店頭市場ピックアップ

デジタルカメラの販売動向

2004/08/23 16:51

週刊BCN 2004年08月23日vol.1052掲載

ニコン「D70」強し

夏商戦で「イオスキス」上回る

 「D70」対「EOS Kiss Digital(イオスキスデジタル)」──。コンとキヤノンが販売する低価格デジタル一眼レフカメラの両機種。この夏商戦は、ニコンの「D70」がキヤノンの「イオスキス」を上回った。両製品は、価格10万円前後で購入できるレンズ交換式のデジタルカメラ。この分野の製品を販売しているのは、ニコンとキヤノンの2社のみだ。初心者でも容易に操作でき、20-40万円の価格が一般的な一眼レフデジカメに比べ、値頃感を打ち出している。

 図は、BCNランキング週次データをもとに、「D70」(ニコン)と、「イオスキス」(キヤノン)の直近2か月間の販売台数指数推移を表した(本体のみとレンズ同梱モデルの合計値の推移)。
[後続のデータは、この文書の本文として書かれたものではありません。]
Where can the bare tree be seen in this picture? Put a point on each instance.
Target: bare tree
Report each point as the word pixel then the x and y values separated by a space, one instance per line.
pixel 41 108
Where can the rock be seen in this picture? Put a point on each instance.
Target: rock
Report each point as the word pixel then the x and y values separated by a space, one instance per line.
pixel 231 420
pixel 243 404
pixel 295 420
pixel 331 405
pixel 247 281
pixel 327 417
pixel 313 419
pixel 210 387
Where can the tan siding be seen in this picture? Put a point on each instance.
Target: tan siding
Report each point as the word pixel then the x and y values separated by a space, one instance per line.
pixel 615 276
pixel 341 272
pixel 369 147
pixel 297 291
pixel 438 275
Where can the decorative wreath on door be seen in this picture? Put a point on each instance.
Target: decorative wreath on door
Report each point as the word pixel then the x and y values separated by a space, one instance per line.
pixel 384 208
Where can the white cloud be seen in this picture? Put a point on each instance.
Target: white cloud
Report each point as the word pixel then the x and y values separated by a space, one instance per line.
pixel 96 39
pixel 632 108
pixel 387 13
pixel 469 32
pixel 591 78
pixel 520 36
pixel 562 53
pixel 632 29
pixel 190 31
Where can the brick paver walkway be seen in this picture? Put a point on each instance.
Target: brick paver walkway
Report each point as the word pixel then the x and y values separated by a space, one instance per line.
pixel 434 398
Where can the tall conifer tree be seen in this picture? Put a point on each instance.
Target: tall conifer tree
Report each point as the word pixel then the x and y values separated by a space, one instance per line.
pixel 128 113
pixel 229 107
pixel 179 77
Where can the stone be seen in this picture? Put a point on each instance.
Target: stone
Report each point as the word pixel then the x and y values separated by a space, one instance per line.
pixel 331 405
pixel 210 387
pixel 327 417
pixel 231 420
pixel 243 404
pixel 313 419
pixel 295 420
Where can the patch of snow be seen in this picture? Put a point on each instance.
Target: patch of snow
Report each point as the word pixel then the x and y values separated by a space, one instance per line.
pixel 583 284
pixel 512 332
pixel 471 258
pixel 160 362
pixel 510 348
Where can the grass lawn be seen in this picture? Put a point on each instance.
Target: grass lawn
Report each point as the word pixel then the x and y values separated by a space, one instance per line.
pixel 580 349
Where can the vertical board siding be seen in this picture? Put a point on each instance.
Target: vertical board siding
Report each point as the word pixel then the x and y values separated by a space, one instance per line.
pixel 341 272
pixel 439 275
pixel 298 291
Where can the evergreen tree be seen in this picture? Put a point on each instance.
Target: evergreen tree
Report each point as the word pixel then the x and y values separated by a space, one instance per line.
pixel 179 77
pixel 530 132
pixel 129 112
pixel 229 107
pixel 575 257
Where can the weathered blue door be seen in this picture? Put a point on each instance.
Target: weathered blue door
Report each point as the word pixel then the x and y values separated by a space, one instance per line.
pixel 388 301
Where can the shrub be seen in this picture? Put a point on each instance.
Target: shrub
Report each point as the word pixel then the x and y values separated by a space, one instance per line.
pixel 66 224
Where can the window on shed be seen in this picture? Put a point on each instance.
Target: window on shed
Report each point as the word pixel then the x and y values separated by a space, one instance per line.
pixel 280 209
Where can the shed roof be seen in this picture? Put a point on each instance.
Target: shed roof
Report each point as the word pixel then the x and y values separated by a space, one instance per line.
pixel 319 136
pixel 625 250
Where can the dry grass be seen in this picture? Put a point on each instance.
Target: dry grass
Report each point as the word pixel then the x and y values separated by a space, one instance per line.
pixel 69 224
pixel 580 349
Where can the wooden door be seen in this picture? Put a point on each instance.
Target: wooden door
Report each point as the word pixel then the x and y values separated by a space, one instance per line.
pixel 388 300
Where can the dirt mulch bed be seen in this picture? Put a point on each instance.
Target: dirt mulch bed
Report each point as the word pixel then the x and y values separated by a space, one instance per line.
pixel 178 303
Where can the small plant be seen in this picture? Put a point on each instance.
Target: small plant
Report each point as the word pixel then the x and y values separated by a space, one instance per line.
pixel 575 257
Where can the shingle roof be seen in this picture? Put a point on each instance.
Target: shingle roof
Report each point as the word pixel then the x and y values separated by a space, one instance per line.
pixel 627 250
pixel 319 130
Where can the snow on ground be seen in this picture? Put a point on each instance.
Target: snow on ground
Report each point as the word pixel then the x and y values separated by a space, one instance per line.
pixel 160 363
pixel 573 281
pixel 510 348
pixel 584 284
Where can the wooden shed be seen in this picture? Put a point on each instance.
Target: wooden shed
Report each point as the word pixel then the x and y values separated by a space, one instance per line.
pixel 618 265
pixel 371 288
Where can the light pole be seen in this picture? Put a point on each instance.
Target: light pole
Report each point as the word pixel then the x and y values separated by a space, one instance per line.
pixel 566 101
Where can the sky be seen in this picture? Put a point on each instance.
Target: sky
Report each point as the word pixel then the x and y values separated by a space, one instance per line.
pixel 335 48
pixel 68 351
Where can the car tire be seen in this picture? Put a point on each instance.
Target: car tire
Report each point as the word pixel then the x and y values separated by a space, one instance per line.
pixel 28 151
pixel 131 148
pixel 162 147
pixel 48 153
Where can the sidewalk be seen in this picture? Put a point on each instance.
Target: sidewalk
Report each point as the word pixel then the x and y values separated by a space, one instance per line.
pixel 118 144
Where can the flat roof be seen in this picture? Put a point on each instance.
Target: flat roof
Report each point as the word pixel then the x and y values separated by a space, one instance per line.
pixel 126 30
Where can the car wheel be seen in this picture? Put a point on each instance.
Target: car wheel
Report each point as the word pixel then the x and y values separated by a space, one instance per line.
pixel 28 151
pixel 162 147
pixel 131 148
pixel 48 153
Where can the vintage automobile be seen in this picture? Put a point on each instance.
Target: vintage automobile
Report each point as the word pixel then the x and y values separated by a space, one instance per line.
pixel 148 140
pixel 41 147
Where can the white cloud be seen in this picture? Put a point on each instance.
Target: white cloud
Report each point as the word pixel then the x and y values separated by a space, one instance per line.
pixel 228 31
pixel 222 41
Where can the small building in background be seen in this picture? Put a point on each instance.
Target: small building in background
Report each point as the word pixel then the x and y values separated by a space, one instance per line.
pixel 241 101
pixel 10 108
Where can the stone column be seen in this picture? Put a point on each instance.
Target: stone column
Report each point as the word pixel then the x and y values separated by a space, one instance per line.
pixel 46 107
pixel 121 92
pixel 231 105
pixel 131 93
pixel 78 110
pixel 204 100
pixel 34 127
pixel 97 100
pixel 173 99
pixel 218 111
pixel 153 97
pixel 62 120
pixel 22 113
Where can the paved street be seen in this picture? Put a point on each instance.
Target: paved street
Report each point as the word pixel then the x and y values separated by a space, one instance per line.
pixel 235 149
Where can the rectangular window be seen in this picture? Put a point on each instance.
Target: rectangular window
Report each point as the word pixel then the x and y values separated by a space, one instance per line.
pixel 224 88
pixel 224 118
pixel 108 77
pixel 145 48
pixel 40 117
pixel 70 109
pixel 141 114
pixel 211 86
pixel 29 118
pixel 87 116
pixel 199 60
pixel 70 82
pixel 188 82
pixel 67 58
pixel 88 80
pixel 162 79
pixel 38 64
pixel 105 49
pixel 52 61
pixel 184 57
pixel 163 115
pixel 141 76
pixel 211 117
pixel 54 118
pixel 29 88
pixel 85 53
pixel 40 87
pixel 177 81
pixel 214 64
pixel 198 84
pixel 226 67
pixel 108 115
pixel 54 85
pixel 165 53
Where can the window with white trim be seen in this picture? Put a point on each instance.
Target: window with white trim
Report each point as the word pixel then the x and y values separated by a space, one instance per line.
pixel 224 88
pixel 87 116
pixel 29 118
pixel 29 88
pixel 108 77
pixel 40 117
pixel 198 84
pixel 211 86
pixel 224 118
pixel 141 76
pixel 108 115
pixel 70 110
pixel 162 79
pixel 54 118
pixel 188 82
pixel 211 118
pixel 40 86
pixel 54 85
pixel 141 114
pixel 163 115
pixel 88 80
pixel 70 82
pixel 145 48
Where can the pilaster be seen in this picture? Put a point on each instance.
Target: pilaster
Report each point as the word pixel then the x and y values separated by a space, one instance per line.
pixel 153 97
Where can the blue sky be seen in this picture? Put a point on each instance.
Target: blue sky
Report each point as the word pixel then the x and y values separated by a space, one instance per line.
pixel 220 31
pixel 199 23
キヤノンは昨年9月、ニコンに先駆け「イオスキス」を投入。“コンパクト・スタイリッシュ”が主流のデジカメ市場に、「低価格で初心者でも扱える一眼レフデジカメ」という新たな市場を開拓。上級者層に加え、「10万円前後の価格帯に値頃感を感じて購入する初心者層もつかまえた」(ソフマップ)。発売日を含む週(2003年9月15-21日)のBCNランキング週次データの機種別順位をみると、金額ベースでいきなりトップに立った。

 一方、ニコンはキヤノンに遅れること半年、今年3月下旬に市場参入。トップシェアをキヤノンから奪った。これに対しキヤノンは、4月にブラックモデル、およびレンズを複数本同梱したセット商品を発売して攻勢をかけるなど、拮抗したシェア争いが続いている。売れ筋だった価格4-5万円のモデルの伸びが鈍化しているデジカメ市場だが、「買い替え、買い増し機種として一眼レフデジカメを視野に入れているユーザーは多い」(ソフマップ)。今後の成長が見込めるだけに、両社の販売戦略と未参入ライバルの動きに注目したい。